Palmira cade sotto gli sguardi del mondo
Più o meno con cadenza odierna ci viene propinata l’immagine di qualche monumento o reperto storico
distrutto dall’esercito dell’ISIS. Ad ogni vandalismo compiuto dai fanatici seguono dichiarazioni indignate di
politici ed alti dignitari dei vari stati, servizi giornalistici inorriditi che gridano tutto lo sconforto mondiale
per la distruzione di culture millenarie, in quanto a fatti invece stiamo, nella solida tradizione occidentale, a
zero.
Prontissimi a correre con centinaia di migliaia di soldati, flotte, stormi di aerei, quando si tratta di
intervenire in difesa di posizione strategiche o deserti ricchi di greggio, si latita se bisogna intervenire per
difendere popolazioni e siti archeologici. Per quanto anti-militaristi e fautori della pace, financo
all’ipotizzare lo scioglimento di un esercito regolare, cosa già attuata in ben 27 paesi mondiali, appare
chiaro che se si mantengono forze armate bisogna anche chiedersene il motivo e rendere conto delle spese
destinate al loro mantenimento.
Forse tenere in arme milioni di soldati è necessario per soccorrere poveri migranti? Cosa che dovrebbe
essere di ben più competenza della protezione civile o comunque di agenzie di S&R. Stante l’evidente
impossibilità di qualunque possibile accordo diplomatico con lo Stato Islamico, cosa che avvenendo perfino,
anche con infinita lentezza, con le milizie talebane, l’unico sistema per porre fine alle violenze perpetrate
appare l’intervento militare.
Cosa trattenga le potenze occidentali dall’uso della forza non è in effetti chiaro, la potenza dell’ISIS è tale da
poter configurare un disastro militare? Le stime più attendibili pongono le forze dei militanti tra i 19.000 ed
i 31.000 affiliati, comprendendo anche una serie di milizie e corpi sparsi. Lo stato islamico vanta gli stessi
effettivi del corpo forestale della Sicilia insomma, ,o scenario non è fatto di montagne o foreste, ma di
deserti, Palmyra è un obiettivo ben definito dove forze ben addestrate come i costosissimi corpi d’armata
occidentali, con i milionari F-35 che il buon Renzi insiste a volere ad ogni costo, magari per volare a NYC,
impegnati solo in voli di addestramento e ricognizione, potrebbero difendere con efficacia.
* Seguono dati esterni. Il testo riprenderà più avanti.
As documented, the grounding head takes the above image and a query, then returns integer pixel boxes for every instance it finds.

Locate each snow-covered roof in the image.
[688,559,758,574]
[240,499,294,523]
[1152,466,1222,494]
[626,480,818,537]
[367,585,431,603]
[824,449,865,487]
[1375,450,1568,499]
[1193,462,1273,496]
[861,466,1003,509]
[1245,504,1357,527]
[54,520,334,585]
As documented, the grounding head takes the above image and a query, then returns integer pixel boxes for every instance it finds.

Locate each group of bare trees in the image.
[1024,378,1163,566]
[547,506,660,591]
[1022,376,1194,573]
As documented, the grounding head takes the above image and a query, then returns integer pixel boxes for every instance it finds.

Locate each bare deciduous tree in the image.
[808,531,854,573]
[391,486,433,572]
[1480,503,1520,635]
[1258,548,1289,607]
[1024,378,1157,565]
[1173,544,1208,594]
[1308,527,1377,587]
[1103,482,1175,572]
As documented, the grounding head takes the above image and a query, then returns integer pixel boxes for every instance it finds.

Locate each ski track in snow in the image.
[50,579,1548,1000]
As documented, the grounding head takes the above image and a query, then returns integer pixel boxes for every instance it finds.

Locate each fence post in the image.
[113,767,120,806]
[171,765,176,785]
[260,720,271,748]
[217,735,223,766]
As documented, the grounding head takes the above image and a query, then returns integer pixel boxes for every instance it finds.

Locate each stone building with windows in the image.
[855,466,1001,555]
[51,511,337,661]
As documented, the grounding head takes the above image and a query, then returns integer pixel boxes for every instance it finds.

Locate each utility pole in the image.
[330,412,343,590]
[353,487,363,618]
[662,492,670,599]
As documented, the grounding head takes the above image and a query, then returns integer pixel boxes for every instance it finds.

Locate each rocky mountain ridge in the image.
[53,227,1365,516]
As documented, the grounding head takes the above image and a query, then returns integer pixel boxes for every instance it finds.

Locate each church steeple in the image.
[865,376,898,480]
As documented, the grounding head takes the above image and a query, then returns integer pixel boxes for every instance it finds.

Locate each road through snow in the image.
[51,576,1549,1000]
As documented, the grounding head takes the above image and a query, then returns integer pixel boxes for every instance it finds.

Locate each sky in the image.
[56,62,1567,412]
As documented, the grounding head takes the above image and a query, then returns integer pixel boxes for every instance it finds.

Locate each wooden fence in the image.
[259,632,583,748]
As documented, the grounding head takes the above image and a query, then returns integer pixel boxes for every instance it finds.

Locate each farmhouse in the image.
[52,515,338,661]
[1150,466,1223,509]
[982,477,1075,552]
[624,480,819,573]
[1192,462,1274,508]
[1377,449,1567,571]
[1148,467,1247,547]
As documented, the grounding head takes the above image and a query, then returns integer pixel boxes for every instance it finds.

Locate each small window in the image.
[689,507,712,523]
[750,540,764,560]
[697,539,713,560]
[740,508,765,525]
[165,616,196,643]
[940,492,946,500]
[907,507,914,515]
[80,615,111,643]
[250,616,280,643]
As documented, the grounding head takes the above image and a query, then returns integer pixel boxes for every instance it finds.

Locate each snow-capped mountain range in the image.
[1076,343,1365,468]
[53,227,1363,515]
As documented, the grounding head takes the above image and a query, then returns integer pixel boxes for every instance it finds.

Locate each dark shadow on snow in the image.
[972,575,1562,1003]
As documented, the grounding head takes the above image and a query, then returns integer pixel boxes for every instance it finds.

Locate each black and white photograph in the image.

Se le forze di rapido intervento continuano a restare nelle caserme tramutandosi lentamente in forze di
“mai” intervento, quello che latita è la politica. La frammentazione delle diplomazie europee è, come d’uso,
totale, la povera mrs. PESC Mogherini, capitata a fare qualcosa di più grande di lei, ha la stessa utilità di un
fermaporte in assenza di vento, e per il resto non si vede nessuna luce. Se Francia e Regno Unito, perfino la
Germania, hanno iniziato ad ipotizzare e studiare interventi sul campo, l’Italia ha subito tirato i remi in
barca richiamandosi a fantomatiche e risolutive azioni sotto l’egida dell’ONU, altra istituzione atta più a
riempire le pagine di Wikipedia che i contenuti mondiali. Schiavi dei sondaggi elettorali staremo ancora una
volta alla finestra guardando la storia dell’umanità cadere, statua dopo statua, testa dopo testa, con le
immagini dell’orrore che passano tra la pubblicità dei pannolini e quella dell’anti-dolorifico di turno.